J&J to Rely on Bioethicists for Guidance on New Drugs for Dying Patients

J&J to Rely on Bioethicists for Guidance on New Drugs for Dying Patients

J&J to Rely on Bioethicists for Guidance on New Drugs for Dying Patients

Terminally ill often have limited access to experimental medications

SOURCES: John Thomas, Carmen A. Tortora Professor, Quinnipiac University School of Law, Hamden, Conn.; Associated Press

THURSDAY, May 7, 2015 (HealthDay News) -- In a pilot program that could have wide-ranging impact, the drug maker Johnson & Johnson will have independent bioethicists determine whether dying patients should be allowed emergency access to experimental medicines.

The program is a partnership between Johnson & Johnson's Janssen Pharmaceutical Cos. and New York University's medical ethics division, the Associated Press reported Thursday.

NYU's head of medical ethics, Arthur Caplan, will create a committee to evaluate cases where patients ask for so-called compassionate use of experimental drugs. The committee will advise Janssen, which will make the final decision.

Johnson & Johnson said the program will initially be for one yet-to-be-named medication, but it will be expanded if it's considered successful, the AP reported.
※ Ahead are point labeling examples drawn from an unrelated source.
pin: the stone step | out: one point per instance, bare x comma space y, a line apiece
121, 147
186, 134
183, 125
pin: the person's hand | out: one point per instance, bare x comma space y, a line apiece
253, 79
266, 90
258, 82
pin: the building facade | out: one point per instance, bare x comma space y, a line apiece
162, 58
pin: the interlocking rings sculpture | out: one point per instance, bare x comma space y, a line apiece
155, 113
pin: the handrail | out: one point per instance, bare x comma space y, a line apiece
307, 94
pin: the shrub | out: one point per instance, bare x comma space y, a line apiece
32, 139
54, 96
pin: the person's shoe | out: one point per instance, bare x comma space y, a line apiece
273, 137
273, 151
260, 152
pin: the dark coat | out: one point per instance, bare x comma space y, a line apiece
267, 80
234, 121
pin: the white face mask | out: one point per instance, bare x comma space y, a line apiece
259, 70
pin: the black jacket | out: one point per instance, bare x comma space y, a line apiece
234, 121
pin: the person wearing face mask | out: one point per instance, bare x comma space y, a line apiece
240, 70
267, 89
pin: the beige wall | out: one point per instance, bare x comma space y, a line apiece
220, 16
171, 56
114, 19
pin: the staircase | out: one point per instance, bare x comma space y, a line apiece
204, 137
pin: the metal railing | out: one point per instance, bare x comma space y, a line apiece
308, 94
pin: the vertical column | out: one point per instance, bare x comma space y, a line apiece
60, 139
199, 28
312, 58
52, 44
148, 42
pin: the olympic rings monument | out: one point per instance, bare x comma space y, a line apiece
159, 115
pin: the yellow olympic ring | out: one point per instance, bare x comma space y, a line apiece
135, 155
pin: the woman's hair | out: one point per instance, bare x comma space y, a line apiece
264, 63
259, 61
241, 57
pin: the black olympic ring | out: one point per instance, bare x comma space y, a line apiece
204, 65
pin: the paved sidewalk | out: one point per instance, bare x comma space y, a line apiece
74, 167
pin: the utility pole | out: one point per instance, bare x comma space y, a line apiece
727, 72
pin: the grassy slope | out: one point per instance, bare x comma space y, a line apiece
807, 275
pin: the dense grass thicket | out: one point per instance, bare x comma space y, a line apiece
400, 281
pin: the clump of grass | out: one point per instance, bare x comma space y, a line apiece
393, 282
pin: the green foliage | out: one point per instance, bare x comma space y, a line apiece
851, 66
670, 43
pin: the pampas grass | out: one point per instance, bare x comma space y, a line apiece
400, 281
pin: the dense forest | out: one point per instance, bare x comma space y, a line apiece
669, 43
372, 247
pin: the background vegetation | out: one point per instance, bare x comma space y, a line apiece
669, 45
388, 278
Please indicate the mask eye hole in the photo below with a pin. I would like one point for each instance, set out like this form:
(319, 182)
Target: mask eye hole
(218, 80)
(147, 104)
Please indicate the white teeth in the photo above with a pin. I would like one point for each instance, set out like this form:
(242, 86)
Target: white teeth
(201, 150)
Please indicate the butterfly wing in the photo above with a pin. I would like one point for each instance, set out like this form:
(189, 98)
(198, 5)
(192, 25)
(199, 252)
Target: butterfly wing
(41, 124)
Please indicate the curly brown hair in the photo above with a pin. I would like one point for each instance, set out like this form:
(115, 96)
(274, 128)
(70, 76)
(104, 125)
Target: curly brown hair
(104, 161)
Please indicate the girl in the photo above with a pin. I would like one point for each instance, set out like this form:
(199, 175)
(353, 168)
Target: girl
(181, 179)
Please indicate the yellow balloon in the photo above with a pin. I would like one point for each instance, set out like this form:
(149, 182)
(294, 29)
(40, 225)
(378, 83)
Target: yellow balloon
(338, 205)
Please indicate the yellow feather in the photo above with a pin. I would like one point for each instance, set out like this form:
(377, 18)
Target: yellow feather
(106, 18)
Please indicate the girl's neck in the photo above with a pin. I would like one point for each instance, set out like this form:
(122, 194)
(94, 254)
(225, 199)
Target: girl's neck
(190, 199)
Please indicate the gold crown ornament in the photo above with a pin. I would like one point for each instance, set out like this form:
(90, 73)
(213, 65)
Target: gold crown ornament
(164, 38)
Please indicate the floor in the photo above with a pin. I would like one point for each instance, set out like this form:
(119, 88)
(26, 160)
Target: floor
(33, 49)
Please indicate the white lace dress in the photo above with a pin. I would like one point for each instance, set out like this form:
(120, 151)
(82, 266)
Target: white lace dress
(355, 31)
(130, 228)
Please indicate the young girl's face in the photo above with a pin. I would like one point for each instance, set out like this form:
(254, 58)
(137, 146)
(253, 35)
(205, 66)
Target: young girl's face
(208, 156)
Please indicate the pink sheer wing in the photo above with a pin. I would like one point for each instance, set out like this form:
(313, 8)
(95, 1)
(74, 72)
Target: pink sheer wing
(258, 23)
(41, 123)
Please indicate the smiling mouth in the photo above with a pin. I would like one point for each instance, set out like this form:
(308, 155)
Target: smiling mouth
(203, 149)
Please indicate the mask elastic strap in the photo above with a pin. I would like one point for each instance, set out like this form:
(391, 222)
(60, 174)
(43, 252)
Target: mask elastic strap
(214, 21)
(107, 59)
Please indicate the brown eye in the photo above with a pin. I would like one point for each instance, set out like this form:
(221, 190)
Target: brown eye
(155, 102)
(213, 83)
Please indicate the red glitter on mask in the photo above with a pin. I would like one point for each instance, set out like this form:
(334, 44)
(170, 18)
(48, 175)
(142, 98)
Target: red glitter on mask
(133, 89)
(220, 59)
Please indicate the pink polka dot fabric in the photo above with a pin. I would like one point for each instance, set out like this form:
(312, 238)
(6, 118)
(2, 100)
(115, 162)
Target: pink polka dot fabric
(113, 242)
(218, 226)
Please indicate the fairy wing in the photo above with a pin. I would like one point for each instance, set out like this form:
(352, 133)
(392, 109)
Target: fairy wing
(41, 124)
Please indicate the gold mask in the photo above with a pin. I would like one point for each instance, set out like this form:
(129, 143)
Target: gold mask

The pilot program could be a model for other drug companies, according to Caplan. Janssen will pay a standard fee to the medical school for the committee members' work. Caplan will not be paid, the news service said.

The typical way for gravely ill patients to gain access to experimental drugs is by taking part in clinical trials. Some companies also have "expanded access programs" that give patients access to promising drugs that have completed major studies and are being reviewed by the U.S. Food and Drug Administration, the AP reported.

If neither of those routes work for patients, their doctors may ask for compassionate use of an experimental drug. Legitimate requests are usually approved by the FDA, but drug makers don't have to agree.

They may refuse because they don't have enough doses of the drug, don't consider the patient a good match, or fear that a bad result could reduce the chances the drug would be approved by the FDA, the AP reported.

John Thomas, a professor who teaches law and medicine at Quinnipiac University School of Law in Hamden, Conn., said, "The pharmaceutical industry and society should applaud Johnson & Johnson for its embrace of a thoughtful, compassionate and systematic approach to responding to compassionate use queries."

"For too long," Thomas added, "pharmaceutical manufacturers have practiced ad hoc allocation of experimental treatments. Johnson & Johnson's new approach, should it prove successful, can provide a model for the industry."

More information

To learn more about care for the terminally ill, visit the Mayo Clinic.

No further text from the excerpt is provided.